Anastasios Paraboulidis: Wir kümmern uns grundsätzlich um den Werdegang all jener begrifflichen Phänomene, deren teils weltweite Verbreitung gerade durch ihre Unschärfe, ja Unbekanntheit ermöglicht wurde.
Ein Beispiel?
Na, der Unbekannte Soldat etwa. Keinem Menschen werden von den Mächtigen dieser Welt und zudem an zumeist herausragender monumentaler Stelle so viele Kränze zu Füßen gelegt, und kein Unbekannter wurde durch die Betonung seiner Unbekanntheit paradoxerweise so bekannt.
Aber wer in Griechenland kennt dagegen schon die schwäbische Hausfrau?
Vorsicht!
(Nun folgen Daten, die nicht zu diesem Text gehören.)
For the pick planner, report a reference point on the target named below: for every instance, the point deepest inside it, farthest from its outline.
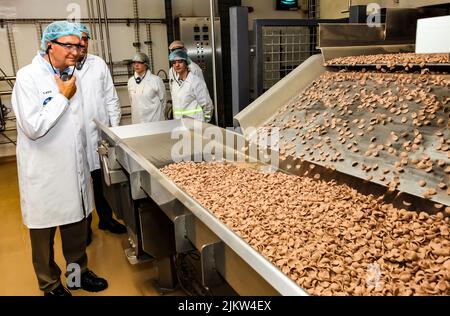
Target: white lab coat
(193, 67)
(148, 99)
(54, 179)
(100, 101)
(190, 98)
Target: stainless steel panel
(263, 108)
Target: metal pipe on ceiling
(108, 42)
(90, 9)
(12, 47)
(137, 40)
(100, 26)
(149, 42)
(212, 11)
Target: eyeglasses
(69, 46)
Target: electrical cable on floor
(187, 276)
(8, 81)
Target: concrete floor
(105, 255)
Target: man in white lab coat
(54, 180)
(100, 101)
(146, 91)
(193, 67)
(190, 96)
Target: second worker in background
(146, 91)
(100, 102)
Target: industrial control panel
(195, 33)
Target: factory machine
(164, 221)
Im Zuge der Schuldendebatte und den Belehrungen durch den deutschen Finanzminister ist diese Gestalt Teil auch unseres Weltbildes geworden. Sie steht mittlerweile für Strafe, Granteln und Bescheidenheit.
Ja und?
Interessant ist da der hellenistische Eigendiskurs. Alles, worauf wir stolz sind, hat sich wesentlich bereits in der Antike abgespielt. Und wenn wir die Uhr zurückdrehen, tauchte da plötzlich mit Sokrates ein Athener auf, ohne den es keinen Platon, keinen Aristoteles und die ganzen Folgen gegeben hätte – Euro, Tsipras und Varoufakis inklusive.
Aber Sokrates war doch keine schwäbische Hausfrau!
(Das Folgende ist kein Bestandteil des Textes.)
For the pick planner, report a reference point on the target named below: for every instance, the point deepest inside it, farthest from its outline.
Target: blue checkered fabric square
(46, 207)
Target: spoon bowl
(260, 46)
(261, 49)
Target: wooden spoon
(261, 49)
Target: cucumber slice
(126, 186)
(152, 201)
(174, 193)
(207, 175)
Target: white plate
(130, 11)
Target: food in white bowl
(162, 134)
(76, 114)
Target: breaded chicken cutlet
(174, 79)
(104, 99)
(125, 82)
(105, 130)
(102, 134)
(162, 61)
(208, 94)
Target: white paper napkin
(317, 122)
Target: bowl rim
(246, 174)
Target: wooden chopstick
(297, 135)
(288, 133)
Er nicht, aber quasi seine Ehefrau Xanthippe! Denn sie wurde schon zu Lebzeiten von den Anhängern des Sokrates als das unerträglichste Weib der Weltgeschichte bezeichnet und von einem Deutschen – nämlich Friedrich Nietzsche, dem alles Schwäbische suspekt war – verantwortlich für die gesamte klassische Philosophie gemacht!
Wie bitte, Xanthippe soll Philosophie betrieben haben?
Ja, indirekt und auf ihre Weise schon. Darin ist sich die Fachwelt einig. Sie hat ihren Mann fast täglich aus dem Haus geworfen, weil der dort zu gar nichts nütze war. Er hat ja nicht einmal zur Auffüllung der Haushaltskasse beigetragen. Das musste alles seine Gattin organisieren. Sehen Sie also die Parallelen?
Welche jetzt?
Na, zur schwäbischen Hausfrau! Frau Schäuble ist zwar mit einem Badener verheiratet und selbst Badenerin, aber das macht auf die Entfernung den Kohl nicht fett. Sie will ihren Mann genauso wenig zu Hause haben, sodass der fast täglich nach Berlin und Brüssel abhaut, um die Welt zu belehren. Das ist seine Agora, sein Forum. Er mag zwar viel reden, aber Geld bringt ihm das nicht ein, höchstens Steuern, die er von anderen nimmt und die ihm immer wieder unter der Hand versickern.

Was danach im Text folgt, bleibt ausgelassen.